I have also always been told somewhere between 300-360lb/ft of torque... Funnily enough when I had my forged-drilled rods professionally pressed onto the pistons the guy said to me about my old rods "I don't know why you're changing them, I've never seen those rods bend ever!" but then again I suppose it's not a common occurrence as people don't tune enough to make them bend and those who do know not to without swapping them out!


----------



## ProjectMick (Sep 29, 2015)

I wouldn't want to go more than 300 but I am very cautious as a default setting!

Thing is I'd look at it from the perspective that these engines aren't new anymore and unless you know how the car has been looked after/driven I'd stay cautious.

As said above though it also depends on the map and power delivery so all you can really do is go with what you feel comfortable with and hope it's ok! Im not saying don't do it but just be aware that things can (and do) fail and factor in the cost of that potential failure for the extra power.


----------



## infidel.uk (Feb 21, 2015)

im soon going to be upping the power output on my old banger, i suspect new boost pipes all over the place, then a clutch, at the very least, lol :lol:


----------



## Mondo (Feb 20, 2009)

Beunhaas said:


> ...Keep in mind, its the torque and the way it comes in that is your limiting factor...


Wot he said. 320 lb/ft here (well, before it was wound down to 300 post hybrid etc) on stock internals, but I know of folks with much more 'torques' and over 100bhp on me also on stock internals. But then, they know what they're doing, and the torque kicks in up the rev range when the engine is already spinning.

It's the sudden application of shedloads of torque that bends rods. [smiley=book2.gif]


----------



## thad1 (Jul 2, 2016)

Mondo said:


> Beunhaas said:
> 
> 
> > ...Keep in mind, its the torque and the way it comes in that is your limiting factor...
> ...


Thanks for this mate, I need to get my turbo off the car as I dont think it's a standard one, when it ran properly briefly it felt a hell of a lot quicker than the other 225 I had driven.

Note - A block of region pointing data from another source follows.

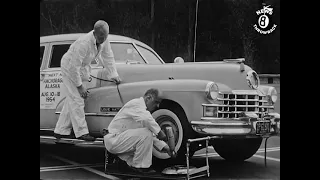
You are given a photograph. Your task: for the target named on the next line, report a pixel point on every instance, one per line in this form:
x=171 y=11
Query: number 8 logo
x=263 y=21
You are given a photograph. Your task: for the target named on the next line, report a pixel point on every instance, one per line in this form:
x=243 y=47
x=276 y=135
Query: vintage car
x=220 y=99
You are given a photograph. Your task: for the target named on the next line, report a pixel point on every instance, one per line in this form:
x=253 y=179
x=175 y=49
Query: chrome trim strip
x=234 y=112
x=78 y=142
x=241 y=92
x=223 y=105
x=97 y=114
x=221 y=99
x=209 y=123
x=217 y=119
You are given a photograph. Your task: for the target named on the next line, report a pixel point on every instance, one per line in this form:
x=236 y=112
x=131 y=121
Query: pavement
x=71 y=162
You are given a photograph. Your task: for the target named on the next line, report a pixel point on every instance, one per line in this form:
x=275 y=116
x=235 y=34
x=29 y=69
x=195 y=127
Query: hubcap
x=166 y=121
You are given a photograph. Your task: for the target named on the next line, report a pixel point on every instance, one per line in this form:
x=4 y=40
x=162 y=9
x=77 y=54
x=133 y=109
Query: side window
x=149 y=55
x=126 y=52
x=57 y=52
x=41 y=54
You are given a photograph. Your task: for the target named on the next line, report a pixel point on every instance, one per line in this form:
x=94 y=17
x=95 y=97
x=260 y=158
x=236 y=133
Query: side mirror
x=178 y=60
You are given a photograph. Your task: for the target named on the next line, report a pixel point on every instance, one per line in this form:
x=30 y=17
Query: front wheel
x=237 y=149
x=181 y=130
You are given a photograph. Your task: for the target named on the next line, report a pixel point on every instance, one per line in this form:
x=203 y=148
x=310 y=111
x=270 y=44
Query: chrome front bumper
x=245 y=125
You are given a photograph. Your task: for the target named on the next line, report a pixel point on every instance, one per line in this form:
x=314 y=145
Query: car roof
x=75 y=36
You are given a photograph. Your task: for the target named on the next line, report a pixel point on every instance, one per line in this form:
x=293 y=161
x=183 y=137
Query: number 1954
x=50 y=99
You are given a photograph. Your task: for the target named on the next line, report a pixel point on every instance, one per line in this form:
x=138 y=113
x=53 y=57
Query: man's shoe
x=87 y=137
x=59 y=136
x=143 y=170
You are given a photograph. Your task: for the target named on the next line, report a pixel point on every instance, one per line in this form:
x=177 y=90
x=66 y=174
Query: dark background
x=224 y=27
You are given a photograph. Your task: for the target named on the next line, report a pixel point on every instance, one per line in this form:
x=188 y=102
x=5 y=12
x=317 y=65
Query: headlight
x=273 y=95
x=253 y=79
x=212 y=91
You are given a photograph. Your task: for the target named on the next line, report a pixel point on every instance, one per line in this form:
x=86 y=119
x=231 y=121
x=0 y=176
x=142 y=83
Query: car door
x=52 y=90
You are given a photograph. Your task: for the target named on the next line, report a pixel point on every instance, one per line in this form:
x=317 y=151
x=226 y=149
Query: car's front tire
x=182 y=132
x=237 y=149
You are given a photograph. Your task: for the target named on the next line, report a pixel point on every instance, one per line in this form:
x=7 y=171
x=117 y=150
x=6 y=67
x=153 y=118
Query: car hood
x=228 y=74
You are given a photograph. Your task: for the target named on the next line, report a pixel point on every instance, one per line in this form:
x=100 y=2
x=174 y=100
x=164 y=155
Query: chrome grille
x=234 y=104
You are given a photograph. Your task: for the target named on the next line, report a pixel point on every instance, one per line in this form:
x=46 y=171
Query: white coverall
x=75 y=68
x=132 y=134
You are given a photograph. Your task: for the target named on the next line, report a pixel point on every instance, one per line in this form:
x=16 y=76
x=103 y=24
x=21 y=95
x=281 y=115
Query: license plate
x=263 y=127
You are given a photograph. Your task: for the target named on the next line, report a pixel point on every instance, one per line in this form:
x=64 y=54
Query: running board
x=77 y=142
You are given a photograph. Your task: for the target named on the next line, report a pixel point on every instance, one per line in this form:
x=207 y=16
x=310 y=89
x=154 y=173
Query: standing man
x=133 y=132
x=75 y=68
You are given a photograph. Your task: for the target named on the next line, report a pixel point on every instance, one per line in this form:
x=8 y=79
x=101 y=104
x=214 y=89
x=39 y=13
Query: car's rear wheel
x=237 y=149
x=182 y=132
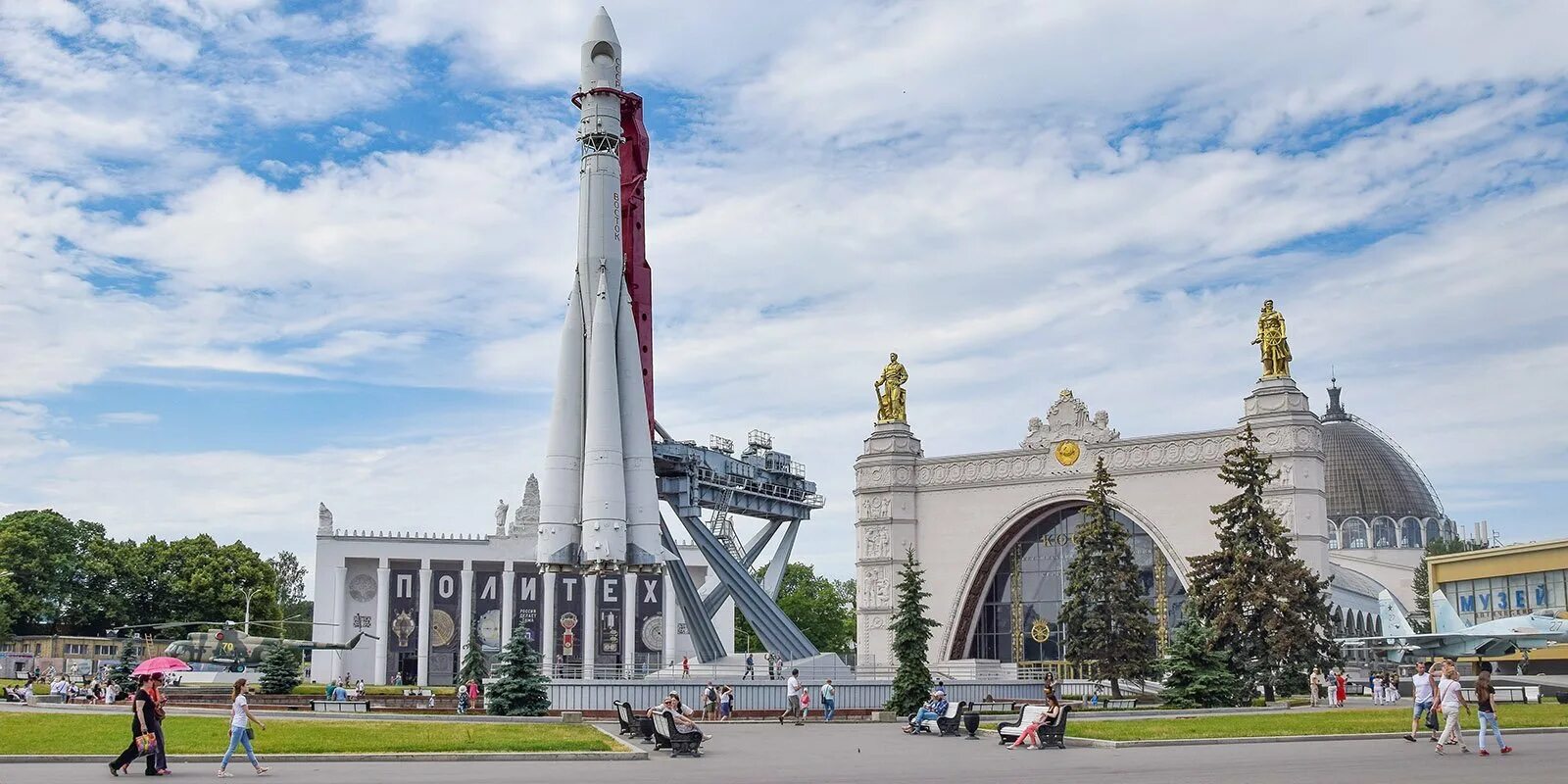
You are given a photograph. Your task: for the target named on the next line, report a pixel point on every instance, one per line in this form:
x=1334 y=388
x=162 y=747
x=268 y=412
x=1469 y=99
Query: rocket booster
x=598 y=490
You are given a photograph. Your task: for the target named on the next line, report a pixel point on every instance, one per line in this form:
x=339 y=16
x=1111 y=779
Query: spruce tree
x=519 y=689
x=1102 y=612
x=1264 y=604
x=474 y=665
x=911 y=634
x=279 y=670
x=1197 y=674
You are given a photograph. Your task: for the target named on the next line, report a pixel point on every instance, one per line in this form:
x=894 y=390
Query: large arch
x=1384 y=532
x=1040 y=532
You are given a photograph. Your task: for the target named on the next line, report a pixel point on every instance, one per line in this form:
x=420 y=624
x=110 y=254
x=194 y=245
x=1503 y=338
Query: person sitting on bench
x=935 y=710
x=681 y=713
x=1032 y=731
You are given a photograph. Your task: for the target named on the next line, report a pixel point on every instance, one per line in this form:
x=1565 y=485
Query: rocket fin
x=604 y=463
x=561 y=488
x=642 y=494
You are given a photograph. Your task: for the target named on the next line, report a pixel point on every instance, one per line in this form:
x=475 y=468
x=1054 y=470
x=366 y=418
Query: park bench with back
x=946 y=723
x=668 y=736
x=623 y=713
x=1053 y=734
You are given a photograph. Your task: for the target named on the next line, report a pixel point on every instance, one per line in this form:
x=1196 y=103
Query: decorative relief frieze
x=875 y=543
x=875 y=507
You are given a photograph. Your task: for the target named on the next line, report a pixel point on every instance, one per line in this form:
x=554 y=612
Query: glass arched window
x=1410 y=533
x=1384 y=533
x=1353 y=533
x=1019 y=609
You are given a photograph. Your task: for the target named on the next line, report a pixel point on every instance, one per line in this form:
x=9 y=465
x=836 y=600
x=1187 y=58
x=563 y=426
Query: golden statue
x=890 y=392
x=1272 y=342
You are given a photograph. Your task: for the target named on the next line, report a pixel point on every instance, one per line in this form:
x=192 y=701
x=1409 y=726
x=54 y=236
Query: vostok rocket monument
x=604 y=475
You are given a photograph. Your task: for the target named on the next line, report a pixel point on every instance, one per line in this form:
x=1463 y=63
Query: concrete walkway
x=875 y=753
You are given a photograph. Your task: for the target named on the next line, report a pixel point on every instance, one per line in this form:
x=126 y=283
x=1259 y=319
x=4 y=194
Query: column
x=423 y=623
x=383 y=624
x=627 y=631
x=466 y=611
x=548 y=621
x=590 y=623
x=339 y=658
x=509 y=603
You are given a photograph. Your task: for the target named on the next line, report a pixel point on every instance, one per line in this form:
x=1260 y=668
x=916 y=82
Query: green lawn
x=1343 y=721
x=109 y=734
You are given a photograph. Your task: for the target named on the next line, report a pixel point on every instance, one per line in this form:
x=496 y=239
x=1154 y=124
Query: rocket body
x=598 y=485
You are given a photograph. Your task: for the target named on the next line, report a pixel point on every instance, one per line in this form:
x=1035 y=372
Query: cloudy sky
x=258 y=255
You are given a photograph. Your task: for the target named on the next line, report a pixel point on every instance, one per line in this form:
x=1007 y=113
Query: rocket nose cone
x=601 y=28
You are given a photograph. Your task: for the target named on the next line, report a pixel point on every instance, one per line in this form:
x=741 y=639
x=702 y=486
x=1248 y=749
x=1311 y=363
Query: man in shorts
x=1421 y=684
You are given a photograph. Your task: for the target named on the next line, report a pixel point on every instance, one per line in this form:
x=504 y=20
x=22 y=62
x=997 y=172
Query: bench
x=946 y=723
x=339 y=706
x=623 y=713
x=1053 y=734
x=678 y=742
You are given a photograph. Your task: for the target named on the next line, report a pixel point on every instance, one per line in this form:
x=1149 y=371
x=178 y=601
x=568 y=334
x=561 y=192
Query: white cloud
x=1087 y=195
x=127 y=417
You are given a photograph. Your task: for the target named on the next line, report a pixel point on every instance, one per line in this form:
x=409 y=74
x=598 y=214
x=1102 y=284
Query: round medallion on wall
x=363 y=587
x=655 y=632
x=1040 y=631
x=441 y=629
x=490 y=629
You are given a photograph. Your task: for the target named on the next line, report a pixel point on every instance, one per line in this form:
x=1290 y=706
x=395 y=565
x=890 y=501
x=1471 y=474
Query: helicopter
x=232 y=648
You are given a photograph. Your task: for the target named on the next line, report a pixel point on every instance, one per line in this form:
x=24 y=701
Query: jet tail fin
x=1393 y=621
x=1443 y=615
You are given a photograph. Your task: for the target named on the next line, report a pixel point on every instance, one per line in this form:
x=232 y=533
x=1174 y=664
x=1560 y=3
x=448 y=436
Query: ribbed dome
x=1368 y=474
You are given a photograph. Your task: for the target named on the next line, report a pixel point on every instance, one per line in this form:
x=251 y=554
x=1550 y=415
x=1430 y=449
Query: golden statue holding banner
x=890 y=392
x=1272 y=344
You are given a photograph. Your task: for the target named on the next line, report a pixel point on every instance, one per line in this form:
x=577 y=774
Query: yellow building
x=1502 y=582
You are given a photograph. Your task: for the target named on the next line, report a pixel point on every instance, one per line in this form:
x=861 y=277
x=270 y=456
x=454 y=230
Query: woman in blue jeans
x=239 y=731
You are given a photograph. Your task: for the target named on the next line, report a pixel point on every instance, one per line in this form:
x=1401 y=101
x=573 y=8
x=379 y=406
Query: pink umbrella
x=161 y=663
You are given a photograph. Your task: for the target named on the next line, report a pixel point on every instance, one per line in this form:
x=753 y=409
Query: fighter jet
x=226 y=645
x=1450 y=639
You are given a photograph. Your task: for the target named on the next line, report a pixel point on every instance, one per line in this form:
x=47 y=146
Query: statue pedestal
x=885 y=529
x=1293 y=436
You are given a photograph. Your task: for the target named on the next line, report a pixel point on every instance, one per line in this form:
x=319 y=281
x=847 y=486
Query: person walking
x=1450 y=700
x=240 y=731
x=792 y=700
x=143 y=733
x=1487 y=710
x=1423 y=689
x=159 y=708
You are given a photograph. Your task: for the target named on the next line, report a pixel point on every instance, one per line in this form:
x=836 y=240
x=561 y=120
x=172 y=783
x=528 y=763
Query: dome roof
x=1368 y=474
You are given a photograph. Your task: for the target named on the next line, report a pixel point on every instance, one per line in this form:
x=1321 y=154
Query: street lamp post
x=248 y=595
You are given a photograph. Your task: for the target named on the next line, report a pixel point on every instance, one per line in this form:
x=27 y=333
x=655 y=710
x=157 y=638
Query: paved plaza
x=872 y=753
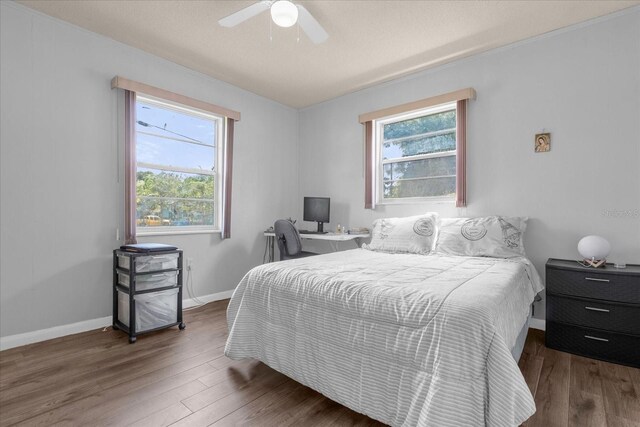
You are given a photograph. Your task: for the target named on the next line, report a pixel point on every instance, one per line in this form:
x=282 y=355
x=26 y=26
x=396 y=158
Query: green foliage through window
x=418 y=156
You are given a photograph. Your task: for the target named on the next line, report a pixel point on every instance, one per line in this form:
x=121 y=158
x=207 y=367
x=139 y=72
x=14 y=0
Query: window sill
x=175 y=232
x=416 y=200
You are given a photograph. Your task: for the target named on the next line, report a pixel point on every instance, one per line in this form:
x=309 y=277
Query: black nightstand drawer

I have just taken off the cam cover and been cleaning it up, had it in the sink ha ha SWMBO looked a bit twisted but I have been forgiven lol

I am doing the gasket on that and then going to think about getting a good look at the turbo, I am also thinking about possibly getting the wastgate flap repaired if that's at all possible (assuming it's a turbo worth keeping) if it turns out its just a K04 then I may as well replace it!

I have decided to take it off the road for now as I think the timing belt may be original, the car has done 85k, the belt has Audi on it and is worn, it's not going anywhere until thats done!

How much am I looking at for a bracket to mate a td05 to the manifold and downpipe if I need it?


----------